Three Stocks You Absolutely Don’t Want to Own Right Now

The right stocks can make you rich and change your life.

The wrong stocks, though… They can do a whole lot more than just “underperform.” If only! They can eviscerate your wealth, bleeding out your hard-won profits.

They’re pure portfolio poison.

Surprisingly, not many investors want to talk about this. You certainly don’t hear about the danger in the mainstream media – until it’s too late.

That’s not to suggest they’re obscure companies – some of the “toxic stocks” I’m going to name for you are in fact regularly in the headlines for other reasons, often in glowing terms.

I’m going to run down the list and give you the chance to learn the names of three companies I think everyone should own instead.

But first, if you own any or all of these “toxic stocks,” sell them today…

Mullen Automotive (NASDAQ:MULN) – A Dilution Disaster

This EV player has become notorious for its staggering level of stock dilution, making it a risky bet for any investor’s portfolio. While Mullen has caught the eye of those looking for quick gains from potential short squeezes, let’s be real: banking on such an event is more gamble than investment strategy. The harsh truth is, the dilution will likely erode your investment well before any squeeze could offer a payoff.

To give you a sense of the dilution we’re talking about, Mullen executed a cumulative reverse split ratio of 1-for-22,500 in 2023. Yes, you read that right. It’s an almost incomprehensible level of dilution. Even in a fairy-tale scenario where Mullen morphs into the next Tesla, holding onto this stock could leave you with virtually nothing.

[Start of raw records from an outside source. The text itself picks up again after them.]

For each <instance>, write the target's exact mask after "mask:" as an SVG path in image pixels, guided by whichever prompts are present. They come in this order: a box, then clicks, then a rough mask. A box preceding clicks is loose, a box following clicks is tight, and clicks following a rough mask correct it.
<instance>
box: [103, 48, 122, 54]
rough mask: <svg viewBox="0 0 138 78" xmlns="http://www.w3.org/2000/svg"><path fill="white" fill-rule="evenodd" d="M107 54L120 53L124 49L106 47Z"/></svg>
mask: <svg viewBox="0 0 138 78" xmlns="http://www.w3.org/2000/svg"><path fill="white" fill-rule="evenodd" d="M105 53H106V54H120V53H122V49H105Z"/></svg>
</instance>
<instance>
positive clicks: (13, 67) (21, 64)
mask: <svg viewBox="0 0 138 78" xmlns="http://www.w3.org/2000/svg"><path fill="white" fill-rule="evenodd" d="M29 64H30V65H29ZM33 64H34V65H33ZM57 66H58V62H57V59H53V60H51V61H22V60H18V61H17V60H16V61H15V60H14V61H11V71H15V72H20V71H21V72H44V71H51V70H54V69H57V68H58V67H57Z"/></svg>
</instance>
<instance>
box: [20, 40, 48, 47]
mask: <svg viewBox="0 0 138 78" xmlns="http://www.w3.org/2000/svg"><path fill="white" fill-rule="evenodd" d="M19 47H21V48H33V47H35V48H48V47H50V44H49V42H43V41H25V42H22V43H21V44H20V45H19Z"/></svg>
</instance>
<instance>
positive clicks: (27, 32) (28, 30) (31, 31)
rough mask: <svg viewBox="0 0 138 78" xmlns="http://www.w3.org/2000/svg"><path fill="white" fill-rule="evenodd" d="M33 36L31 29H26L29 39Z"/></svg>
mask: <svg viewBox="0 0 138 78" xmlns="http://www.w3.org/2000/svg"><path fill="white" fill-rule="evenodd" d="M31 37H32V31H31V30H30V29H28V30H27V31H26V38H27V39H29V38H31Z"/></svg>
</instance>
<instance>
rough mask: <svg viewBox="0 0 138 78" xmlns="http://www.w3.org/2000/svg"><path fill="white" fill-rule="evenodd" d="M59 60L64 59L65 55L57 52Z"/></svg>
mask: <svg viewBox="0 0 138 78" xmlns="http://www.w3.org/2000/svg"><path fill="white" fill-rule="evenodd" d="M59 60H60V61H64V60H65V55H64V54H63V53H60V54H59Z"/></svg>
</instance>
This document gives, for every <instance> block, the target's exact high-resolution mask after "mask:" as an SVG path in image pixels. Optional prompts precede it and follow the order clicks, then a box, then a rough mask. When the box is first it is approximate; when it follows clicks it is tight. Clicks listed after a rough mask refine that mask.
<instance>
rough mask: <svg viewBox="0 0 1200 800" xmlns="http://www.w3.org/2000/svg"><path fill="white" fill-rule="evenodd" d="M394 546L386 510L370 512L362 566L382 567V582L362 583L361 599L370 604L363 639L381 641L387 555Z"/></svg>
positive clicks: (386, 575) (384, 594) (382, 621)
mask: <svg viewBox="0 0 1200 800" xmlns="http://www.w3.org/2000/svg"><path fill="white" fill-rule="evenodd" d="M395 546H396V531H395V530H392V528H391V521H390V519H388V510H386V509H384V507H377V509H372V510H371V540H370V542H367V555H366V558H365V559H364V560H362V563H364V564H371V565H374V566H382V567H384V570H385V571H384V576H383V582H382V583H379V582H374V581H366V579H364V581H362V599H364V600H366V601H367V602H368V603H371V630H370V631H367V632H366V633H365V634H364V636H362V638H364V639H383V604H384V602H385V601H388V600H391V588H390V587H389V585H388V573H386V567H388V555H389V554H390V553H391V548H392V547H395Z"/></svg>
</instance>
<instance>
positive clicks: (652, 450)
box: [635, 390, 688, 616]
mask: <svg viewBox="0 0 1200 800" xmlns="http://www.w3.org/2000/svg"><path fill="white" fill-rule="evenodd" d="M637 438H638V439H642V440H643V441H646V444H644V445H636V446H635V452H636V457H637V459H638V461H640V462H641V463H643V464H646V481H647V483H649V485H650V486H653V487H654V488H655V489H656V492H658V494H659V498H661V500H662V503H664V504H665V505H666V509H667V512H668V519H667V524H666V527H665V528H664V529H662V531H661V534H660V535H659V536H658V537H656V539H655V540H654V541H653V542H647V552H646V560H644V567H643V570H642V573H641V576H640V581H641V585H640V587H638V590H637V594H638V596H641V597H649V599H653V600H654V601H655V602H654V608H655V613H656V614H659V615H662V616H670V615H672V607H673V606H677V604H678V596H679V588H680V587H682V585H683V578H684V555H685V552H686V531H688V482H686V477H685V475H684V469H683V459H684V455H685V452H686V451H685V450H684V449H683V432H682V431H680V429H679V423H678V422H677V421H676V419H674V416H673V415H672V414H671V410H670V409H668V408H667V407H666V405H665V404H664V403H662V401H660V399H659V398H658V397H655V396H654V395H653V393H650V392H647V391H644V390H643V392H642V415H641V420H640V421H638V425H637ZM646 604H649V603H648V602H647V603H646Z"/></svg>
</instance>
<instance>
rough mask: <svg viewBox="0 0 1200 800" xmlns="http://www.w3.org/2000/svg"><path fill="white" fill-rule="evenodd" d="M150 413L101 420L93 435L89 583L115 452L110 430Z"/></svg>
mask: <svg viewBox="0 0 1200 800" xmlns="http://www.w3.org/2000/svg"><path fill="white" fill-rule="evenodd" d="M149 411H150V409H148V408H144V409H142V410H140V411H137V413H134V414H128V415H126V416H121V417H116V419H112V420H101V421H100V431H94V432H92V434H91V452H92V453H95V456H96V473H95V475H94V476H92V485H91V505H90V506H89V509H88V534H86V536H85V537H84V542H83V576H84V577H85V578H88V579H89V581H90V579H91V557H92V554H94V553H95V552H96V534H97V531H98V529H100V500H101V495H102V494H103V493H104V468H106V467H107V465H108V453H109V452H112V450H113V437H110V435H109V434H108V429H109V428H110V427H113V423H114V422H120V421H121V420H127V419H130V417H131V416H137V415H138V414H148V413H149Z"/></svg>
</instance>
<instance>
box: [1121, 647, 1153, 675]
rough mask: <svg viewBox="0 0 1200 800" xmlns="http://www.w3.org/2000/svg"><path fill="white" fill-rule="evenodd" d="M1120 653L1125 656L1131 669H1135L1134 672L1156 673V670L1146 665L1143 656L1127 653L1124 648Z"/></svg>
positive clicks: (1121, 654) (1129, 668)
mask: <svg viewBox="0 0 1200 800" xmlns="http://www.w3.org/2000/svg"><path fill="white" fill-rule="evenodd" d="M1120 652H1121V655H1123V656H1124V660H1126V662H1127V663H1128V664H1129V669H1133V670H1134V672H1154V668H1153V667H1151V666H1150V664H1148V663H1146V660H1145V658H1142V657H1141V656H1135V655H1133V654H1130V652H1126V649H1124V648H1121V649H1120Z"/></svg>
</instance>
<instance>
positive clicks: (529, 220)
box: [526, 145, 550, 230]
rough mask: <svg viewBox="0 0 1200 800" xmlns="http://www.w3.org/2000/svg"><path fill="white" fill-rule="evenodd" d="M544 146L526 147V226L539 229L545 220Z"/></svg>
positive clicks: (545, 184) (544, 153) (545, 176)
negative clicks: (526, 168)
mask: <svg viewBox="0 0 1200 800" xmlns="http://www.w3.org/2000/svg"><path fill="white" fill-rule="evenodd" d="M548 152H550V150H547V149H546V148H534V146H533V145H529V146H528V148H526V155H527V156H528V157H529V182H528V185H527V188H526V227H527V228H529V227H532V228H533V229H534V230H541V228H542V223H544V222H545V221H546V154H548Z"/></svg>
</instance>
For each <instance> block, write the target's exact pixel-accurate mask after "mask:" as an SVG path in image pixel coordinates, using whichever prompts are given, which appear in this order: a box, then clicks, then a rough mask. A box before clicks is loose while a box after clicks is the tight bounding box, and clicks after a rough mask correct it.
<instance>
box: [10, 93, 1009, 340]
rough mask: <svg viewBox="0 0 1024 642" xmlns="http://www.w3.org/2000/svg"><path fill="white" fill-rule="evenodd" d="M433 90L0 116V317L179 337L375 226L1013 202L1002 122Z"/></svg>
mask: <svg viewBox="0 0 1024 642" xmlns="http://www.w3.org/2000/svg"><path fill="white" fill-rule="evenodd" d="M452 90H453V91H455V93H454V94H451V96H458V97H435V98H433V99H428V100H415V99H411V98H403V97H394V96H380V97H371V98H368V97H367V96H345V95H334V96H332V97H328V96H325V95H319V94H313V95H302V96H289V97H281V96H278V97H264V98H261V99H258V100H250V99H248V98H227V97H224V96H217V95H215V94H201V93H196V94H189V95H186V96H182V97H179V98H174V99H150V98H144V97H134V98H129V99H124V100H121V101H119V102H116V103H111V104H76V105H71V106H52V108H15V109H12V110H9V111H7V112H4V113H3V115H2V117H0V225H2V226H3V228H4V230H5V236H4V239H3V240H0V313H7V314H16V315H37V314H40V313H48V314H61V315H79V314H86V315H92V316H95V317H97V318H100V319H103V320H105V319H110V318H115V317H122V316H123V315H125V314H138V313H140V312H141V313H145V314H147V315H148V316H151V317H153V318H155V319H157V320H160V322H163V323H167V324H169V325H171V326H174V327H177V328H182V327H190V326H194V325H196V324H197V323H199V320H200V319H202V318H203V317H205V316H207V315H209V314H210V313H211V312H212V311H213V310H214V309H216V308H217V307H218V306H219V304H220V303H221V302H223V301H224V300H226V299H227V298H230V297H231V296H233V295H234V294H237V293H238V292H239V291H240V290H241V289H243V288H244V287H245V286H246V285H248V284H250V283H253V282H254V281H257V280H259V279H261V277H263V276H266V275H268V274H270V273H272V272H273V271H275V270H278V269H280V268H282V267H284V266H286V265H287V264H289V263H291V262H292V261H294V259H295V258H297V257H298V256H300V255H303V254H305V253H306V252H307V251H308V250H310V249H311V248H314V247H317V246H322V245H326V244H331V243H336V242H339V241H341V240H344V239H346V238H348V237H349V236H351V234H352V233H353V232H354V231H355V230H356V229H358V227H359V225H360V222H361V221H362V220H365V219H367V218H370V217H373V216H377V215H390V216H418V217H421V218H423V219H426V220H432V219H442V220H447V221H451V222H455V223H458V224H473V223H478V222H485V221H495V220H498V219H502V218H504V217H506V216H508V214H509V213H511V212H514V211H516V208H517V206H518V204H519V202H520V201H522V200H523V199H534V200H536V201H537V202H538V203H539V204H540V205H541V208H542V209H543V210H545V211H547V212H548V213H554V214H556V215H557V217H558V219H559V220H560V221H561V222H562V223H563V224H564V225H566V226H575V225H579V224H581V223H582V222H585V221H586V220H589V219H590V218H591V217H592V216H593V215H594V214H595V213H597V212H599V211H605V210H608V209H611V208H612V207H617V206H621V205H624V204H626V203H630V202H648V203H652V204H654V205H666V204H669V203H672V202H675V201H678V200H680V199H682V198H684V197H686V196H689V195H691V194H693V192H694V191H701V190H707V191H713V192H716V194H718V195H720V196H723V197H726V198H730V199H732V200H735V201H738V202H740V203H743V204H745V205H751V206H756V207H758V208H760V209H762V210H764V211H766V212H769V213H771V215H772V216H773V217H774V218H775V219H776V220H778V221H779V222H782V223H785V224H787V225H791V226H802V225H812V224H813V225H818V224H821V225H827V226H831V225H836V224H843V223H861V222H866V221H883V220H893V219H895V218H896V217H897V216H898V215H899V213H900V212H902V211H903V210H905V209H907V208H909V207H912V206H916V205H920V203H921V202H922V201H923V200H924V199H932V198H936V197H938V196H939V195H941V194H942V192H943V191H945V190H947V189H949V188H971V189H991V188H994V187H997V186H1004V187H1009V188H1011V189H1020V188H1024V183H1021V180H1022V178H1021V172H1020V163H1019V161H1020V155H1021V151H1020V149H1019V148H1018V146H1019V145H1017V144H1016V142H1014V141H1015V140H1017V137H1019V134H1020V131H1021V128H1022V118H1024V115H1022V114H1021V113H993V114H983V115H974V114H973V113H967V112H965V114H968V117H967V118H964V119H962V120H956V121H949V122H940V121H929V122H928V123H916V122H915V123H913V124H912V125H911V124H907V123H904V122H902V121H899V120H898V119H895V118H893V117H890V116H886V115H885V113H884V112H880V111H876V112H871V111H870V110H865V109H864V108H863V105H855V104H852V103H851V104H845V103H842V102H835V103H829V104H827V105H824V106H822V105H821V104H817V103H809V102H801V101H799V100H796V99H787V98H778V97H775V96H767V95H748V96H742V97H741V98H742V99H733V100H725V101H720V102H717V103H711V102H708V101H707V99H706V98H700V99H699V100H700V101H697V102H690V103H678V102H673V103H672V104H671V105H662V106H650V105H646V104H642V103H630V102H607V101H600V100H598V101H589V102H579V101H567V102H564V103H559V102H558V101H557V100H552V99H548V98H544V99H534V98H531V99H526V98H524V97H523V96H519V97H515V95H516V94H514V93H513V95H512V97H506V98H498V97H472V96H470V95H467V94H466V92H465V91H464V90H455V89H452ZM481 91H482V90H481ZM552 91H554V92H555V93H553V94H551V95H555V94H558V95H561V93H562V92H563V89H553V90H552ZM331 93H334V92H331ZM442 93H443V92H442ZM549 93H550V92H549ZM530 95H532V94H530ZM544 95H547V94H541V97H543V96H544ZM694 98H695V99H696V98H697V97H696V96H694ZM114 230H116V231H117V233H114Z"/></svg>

The company’s reliance on toxic financing methods is another red flag. In 2023, a whopping $820.4 million of Mullen’s expenses were tied up in non-cash charges, including significant stock-based compensation and goodwill impairment. Notably, CEO David Michery pocketed $48.87 million in stock awards alone last year. This approach to management compensation, at the expense of shareholder value, is a clear sign that Mullen’s leadership isn’t prioritizing the interests of its investors.

In short, Mullen Automotive is a stock to steer clear of. The company’s financial maneuvers suggest a lack of regard for shareholder equity, making it a poor choice for anyone looking for sustainable investment opportunities.

Rocket Companies (NYSE:RKT) – Time to Eject?

Rocket Companies caught many eyes with its sharp uptick during the final months of last year, fueled by bets on a housing sector revival thanks to expected rate cuts in 2024. But as we’ve stepped into the new year, RKT’s momentum has waned, and now we’re staring down a barrel of interest rate uncertainties. The big question on everyone’s mind: Will the Fed cut rates at all this year? And the answer seems to be leaning towards a ‘maybe not.’

But wait, there’s more. It’s not just the interest rate roulette that’s putting RKT under the microscope. Citi analysts threw in a curveball this January, downgrading RKT to a “sell” due to valuation concerns. Despite a slight dip, RKT’s still trading at a hefty 38.4 times forward earnings, a figure that seems to bake in a mortgage demand rebound as if it were a done deal.

Given these factors, it might be wise to heed Citi’s advice. If you’re holding RKT, now could be the time to consider locking in any gains and stepping aside. With the current market dynamics, it’s better to play it safe than sorry.

Levi Strauss (NYSE:LEVI) – Time to Unravel This Position

Alright, let’s talk about Levi Strauss, the iconic denim brand that’s become a bit of a drag on portfolios. Despite a 12% uptick this year, LEVI‘s performance over the past five years tells a different story, with shares down 17%. It seems the brand’s allure is fading as consumers turn elsewhere for their denim and casual wear needs, a trend mirrored in a series of disappointing earnings reports.

The latest news from Levi Strauss isn’t exactly confidence-inspiring either. The company recently announced a significant restructuring plan, including slashing 10% of its global workforce in an effort to streamline operations. This move is expected to affect up to 15% of its corporate staff, out of more than 19,000 employees at the end of last year. Coming off the back of mixed financial results and lukewarm guidance for 2024, where revenue growth is anticipated to be a meager 1% to 3%—well below the 4.7% analysts were hoping for—it’s clear that Levi’s is bracing for a tough year ahead.

Given these developments, it might be wise to consider whether LEVI still deserves a spot in your investment lineup. With the company facing headwinds and the stock’s long-term decline, now could be the right time to fold this position and look for more promising opportunities elsewhere.